Aasanas for Healthy Living

Sarvangasana (Or Shoulder-Stand) 

The ‘Sarvangasana’ in Sanskrit means a pose that on works out all parts of the body. It is comparatively easier than the classical headstand pose, but the perfection of the pose can only be achieved through continuous practice. In this pose, the entire weight of the body is concentrated on the neck. Ultimately, the neck gets stronger and flexible to hold the body. The headstand pose is classified as the ‘King of poses’ while the shoulder-stand pose is known as the ‘Queen’.  


1. Lie on your back with your hands alongside the body. 

2. Inhale and exhale deeply.
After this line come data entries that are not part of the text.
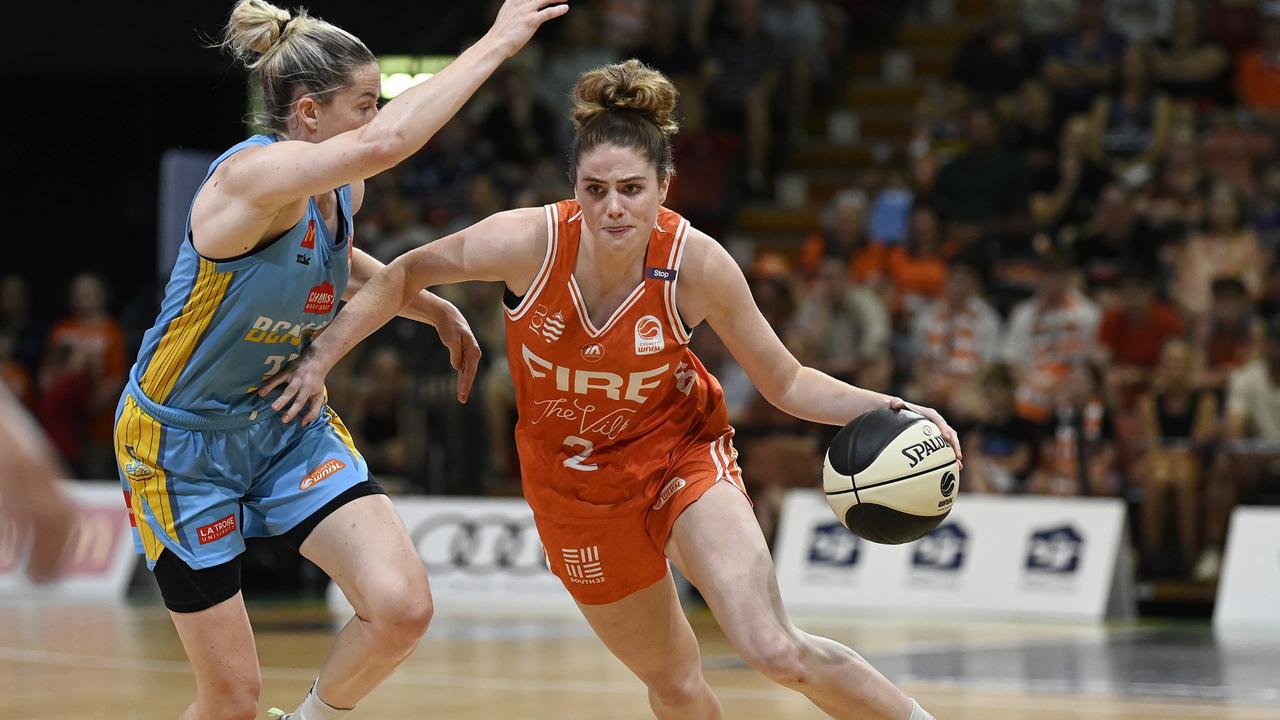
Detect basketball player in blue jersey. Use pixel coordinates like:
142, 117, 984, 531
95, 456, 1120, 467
115, 0, 567, 720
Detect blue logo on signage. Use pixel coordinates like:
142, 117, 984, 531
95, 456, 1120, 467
809, 520, 859, 568
911, 523, 969, 571
1027, 525, 1084, 575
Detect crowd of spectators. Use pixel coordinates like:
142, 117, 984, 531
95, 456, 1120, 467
10, 0, 1280, 579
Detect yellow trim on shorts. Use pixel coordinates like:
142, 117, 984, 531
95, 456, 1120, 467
115, 395, 180, 562
329, 407, 360, 457
138, 258, 234, 404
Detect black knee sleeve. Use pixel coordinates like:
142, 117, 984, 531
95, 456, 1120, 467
154, 550, 239, 612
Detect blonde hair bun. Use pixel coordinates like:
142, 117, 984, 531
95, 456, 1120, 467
573, 60, 680, 137
223, 0, 293, 61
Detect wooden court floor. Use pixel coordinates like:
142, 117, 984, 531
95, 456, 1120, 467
0, 601, 1280, 720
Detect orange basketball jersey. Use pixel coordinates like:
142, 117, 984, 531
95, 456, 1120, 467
507, 200, 741, 519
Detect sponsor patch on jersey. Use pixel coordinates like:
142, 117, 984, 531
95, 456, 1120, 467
302, 281, 333, 315
298, 457, 347, 489
298, 220, 316, 250
529, 305, 564, 345
653, 478, 689, 510
636, 315, 667, 355
196, 512, 236, 544
645, 268, 676, 283
582, 342, 604, 363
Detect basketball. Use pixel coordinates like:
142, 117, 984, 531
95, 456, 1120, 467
822, 407, 960, 544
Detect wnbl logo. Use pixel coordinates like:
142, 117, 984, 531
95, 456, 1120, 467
1027, 525, 1084, 575
809, 520, 859, 568
911, 523, 969, 571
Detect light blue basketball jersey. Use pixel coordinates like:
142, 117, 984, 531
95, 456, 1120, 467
131, 135, 352, 418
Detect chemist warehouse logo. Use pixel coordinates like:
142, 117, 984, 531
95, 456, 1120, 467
302, 281, 333, 315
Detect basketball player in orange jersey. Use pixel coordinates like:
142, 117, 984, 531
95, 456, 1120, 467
271, 60, 960, 720
114, 0, 567, 720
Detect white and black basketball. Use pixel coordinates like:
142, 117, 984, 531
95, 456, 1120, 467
822, 409, 960, 544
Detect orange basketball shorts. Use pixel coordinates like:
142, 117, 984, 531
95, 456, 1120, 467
534, 430, 751, 605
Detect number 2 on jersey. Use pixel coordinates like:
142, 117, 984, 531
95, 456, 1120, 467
563, 436, 599, 473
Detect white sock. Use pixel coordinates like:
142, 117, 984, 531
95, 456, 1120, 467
289, 684, 351, 720
908, 700, 934, 720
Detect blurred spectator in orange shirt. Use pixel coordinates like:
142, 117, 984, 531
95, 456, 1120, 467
1192, 278, 1262, 388
1172, 183, 1266, 315
908, 263, 1000, 407
1235, 0, 1280, 114
1004, 249, 1101, 423
42, 273, 125, 478
1098, 266, 1183, 399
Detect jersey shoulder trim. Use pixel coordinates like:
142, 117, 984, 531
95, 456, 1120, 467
503, 204, 561, 322
662, 215, 690, 345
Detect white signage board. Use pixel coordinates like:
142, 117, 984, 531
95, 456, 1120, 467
328, 497, 577, 614
773, 489, 1134, 620
0, 482, 138, 600
1213, 507, 1280, 626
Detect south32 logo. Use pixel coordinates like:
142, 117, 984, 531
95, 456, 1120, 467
911, 523, 969, 573
1027, 524, 1084, 575
809, 520, 861, 568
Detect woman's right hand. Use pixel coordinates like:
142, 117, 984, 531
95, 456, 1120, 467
257, 347, 332, 424
489, 0, 568, 58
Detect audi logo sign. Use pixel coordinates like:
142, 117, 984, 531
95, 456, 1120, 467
329, 496, 577, 616
410, 512, 549, 579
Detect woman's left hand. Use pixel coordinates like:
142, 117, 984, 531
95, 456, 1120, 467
435, 304, 480, 402
888, 397, 964, 470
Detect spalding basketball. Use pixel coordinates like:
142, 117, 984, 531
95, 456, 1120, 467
822, 409, 960, 544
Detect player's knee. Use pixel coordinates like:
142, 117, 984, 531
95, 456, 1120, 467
365, 575, 435, 648
737, 629, 806, 687
645, 667, 707, 707
197, 673, 262, 720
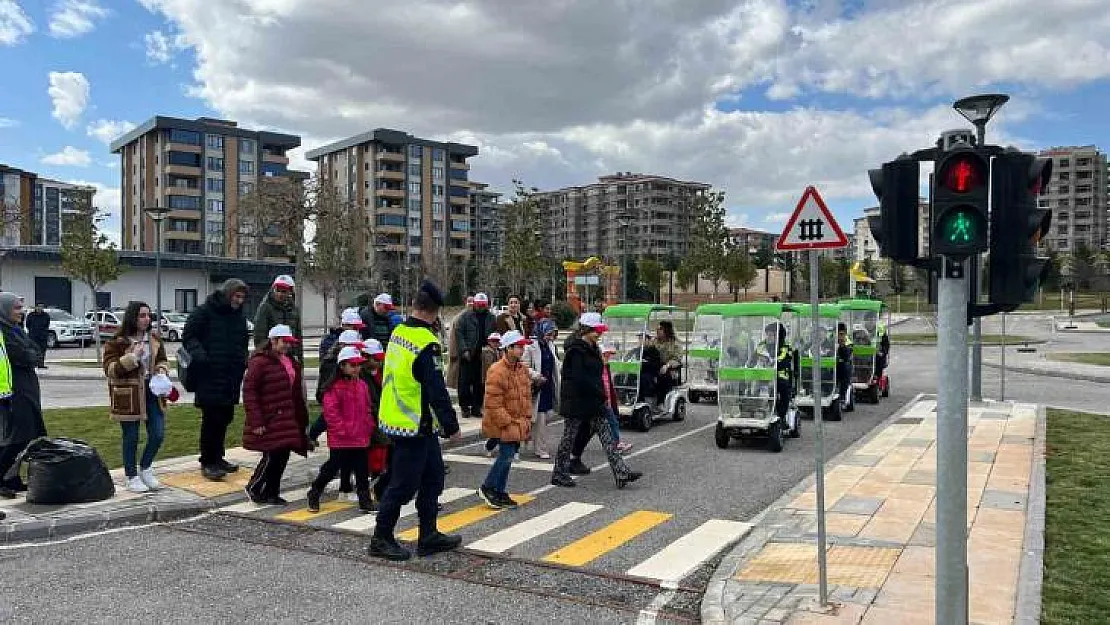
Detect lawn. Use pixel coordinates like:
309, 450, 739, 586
1041, 409, 1110, 625
42, 403, 317, 468
1048, 352, 1110, 366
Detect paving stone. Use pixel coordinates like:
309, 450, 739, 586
829, 495, 885, 514
979, 488, 1026, 511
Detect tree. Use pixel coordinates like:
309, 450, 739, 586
636, 259, 663, 302
502, 180, 545, 294
61, 195, 123, 361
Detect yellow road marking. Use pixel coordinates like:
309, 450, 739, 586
544, 510, 674, 566
397, 495, 536, 542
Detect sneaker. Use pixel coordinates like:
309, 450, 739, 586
139, 468, 162, 491
128, 475, 150, 493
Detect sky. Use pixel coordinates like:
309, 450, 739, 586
0, 0, 1110, 247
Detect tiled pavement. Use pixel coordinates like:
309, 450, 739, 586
703, 399, 1043, 625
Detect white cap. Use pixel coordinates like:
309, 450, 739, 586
340, 309, 364, 327
335, 346, 366, 363
501, 330, 532, 350
268, 323, 301, 343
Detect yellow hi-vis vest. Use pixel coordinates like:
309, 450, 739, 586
377, 324, 440, 436
0, 332, 12, 400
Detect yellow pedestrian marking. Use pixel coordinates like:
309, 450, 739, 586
274, 502, 354, 523
544, 510, 674, 566
397, 495, 536, 542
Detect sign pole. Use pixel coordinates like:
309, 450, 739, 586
809, 250, 828, 606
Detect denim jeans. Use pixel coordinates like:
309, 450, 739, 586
482, 441, 521, 493
120, 389, 165, 477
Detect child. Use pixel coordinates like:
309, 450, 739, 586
307, 346, 374, 513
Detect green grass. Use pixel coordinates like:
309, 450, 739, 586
1041, 409, 1110, 625
1048, 352, 1110, 366
42, 402, 319, 468
890, 332, 1043, 345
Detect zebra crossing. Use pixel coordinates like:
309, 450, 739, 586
218, 487, 751, 585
By pressing down the palms, hoist the hips high. 

3. Only when the hips are raised up, you should move your palms to hold the waist. 

4. The elbows must be firmly placed on the ground. Continue breathing normally. Hold this pose for few seconds. 

5. Lower the feet over the head by bending your knees and hold the pose for few seconds as long as it is comfortable. 

6. The pose can be exited by releasing the palms. Keep them flat over the mat. Keep the legs low.  

7. Continue breathing normally, and lower the back starting from the upper-back, mid-back, and lower-back, with the hips coming down finally. 

8. Inhale exhale & drop the legs straight down to the ground. 

9. Relax in the corpse pose for half a minute or more, till the breathing resumes to normal. 

Things to be Aware of 

1. Women can avoid doing this pose and any during their menstrual period. 

2. It must be strictly avoided by cardiac patients and those with high blood pressure can perform it in the phased manner under proper guidance.  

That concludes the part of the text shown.